Drain the water system completely
This is the step that prevents the flood, and it's the one I never rush. Water left in the lines freezes, expands, and bursts the pipes — and a burst pipe in an empty house can run for weeks before anyone notices. I shut off the water pump, then open every faucet to let the lines drain. To get the last of it, I run an air compressor through the system to blow out any water hiding in low spots, because gravity alone leaves enough behind to crack a pipe.
The toilets need their own attention. I empty the tank so it can't crack, scoop as much water out of the bowl as I can, and add plumbing antifreeze to whatever's left. The same antifreeze goes down sink and shower drains, since the traps hold standing water that'll freeze and split the fittings.

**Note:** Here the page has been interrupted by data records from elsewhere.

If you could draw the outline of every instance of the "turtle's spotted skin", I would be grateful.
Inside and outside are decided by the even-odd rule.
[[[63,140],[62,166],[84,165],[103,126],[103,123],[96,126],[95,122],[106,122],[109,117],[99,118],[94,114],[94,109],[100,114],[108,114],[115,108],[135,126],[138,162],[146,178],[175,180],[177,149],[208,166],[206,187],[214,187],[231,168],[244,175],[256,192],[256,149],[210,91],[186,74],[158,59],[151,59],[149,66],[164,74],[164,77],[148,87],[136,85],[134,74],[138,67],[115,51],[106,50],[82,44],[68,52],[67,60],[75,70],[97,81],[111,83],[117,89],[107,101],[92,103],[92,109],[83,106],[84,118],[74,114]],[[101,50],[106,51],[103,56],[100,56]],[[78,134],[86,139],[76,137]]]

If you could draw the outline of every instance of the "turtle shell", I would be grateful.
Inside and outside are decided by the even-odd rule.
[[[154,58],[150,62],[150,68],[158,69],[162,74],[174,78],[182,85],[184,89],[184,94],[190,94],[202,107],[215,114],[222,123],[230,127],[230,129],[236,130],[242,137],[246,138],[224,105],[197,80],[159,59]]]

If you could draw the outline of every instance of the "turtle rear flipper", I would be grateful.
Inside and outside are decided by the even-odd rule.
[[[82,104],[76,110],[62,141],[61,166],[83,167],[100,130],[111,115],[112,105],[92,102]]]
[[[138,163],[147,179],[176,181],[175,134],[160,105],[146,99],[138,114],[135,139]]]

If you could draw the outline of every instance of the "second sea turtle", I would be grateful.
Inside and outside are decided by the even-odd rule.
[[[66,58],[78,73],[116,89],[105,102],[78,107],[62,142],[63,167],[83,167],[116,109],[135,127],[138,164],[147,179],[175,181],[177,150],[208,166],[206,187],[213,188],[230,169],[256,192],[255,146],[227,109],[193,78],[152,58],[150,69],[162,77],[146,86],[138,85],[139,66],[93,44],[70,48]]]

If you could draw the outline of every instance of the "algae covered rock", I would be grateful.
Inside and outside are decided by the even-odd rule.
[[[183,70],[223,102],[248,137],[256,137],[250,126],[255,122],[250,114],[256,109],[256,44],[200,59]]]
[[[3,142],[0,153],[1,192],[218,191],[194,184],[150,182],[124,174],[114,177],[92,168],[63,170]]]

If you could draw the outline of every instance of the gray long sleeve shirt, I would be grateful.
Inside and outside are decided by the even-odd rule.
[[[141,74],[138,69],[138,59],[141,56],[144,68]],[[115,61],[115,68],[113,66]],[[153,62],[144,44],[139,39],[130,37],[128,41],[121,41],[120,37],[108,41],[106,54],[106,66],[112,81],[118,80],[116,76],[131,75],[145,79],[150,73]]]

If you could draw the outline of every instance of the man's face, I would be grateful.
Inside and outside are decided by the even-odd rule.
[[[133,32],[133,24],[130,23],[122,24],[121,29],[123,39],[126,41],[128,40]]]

Insulate, de-clutter, and clear out anything perishable
With the plumbing safe, I make sure the house itself holds what little heat it has. Insulation in the attic stops heat loss through the roof, and insulation around basement pipes and walls adds a margin against freezing. Topping up attic insulation in the thin spots is cheap protection.
Then I empty the house of anything that rots, freezes, or attracts pests — food, drinks, medicine, cosmetics. It all goes home with me or in the trash. The refrigerator gets emptied, cleaned, unplugged, and propped open so it doesn't grow mildew and reek by spring. Every other appliance gets unplugged too. Outdoor furniture, the grill, and tools all come inside or get covered with protective furniture covers so winter doesn't wreck them.

Heat on low, or shut it down — pick one and commit
The last decision is the heating system, and there are two valid camps. Some owners shut it off entirely to save every dollar, which is fine if the plumbing is fully drained. Others — and I lean this way for a house prone to damp — leave the heat running at a minimum, around 62°F, to keep the interior dry and discourage mold and mildew from taking hold in my absence.
Either way works as long as I commit to it fully. The disaster scenario is the in-between: heat off but pipes not drained, or a thermostat set so low it can't keep up during a deep freeze. Pick the approach that matches how thoroughly I drained the water, do it completely, and the house sleeps safely through the winter and welcomes me back in one piece.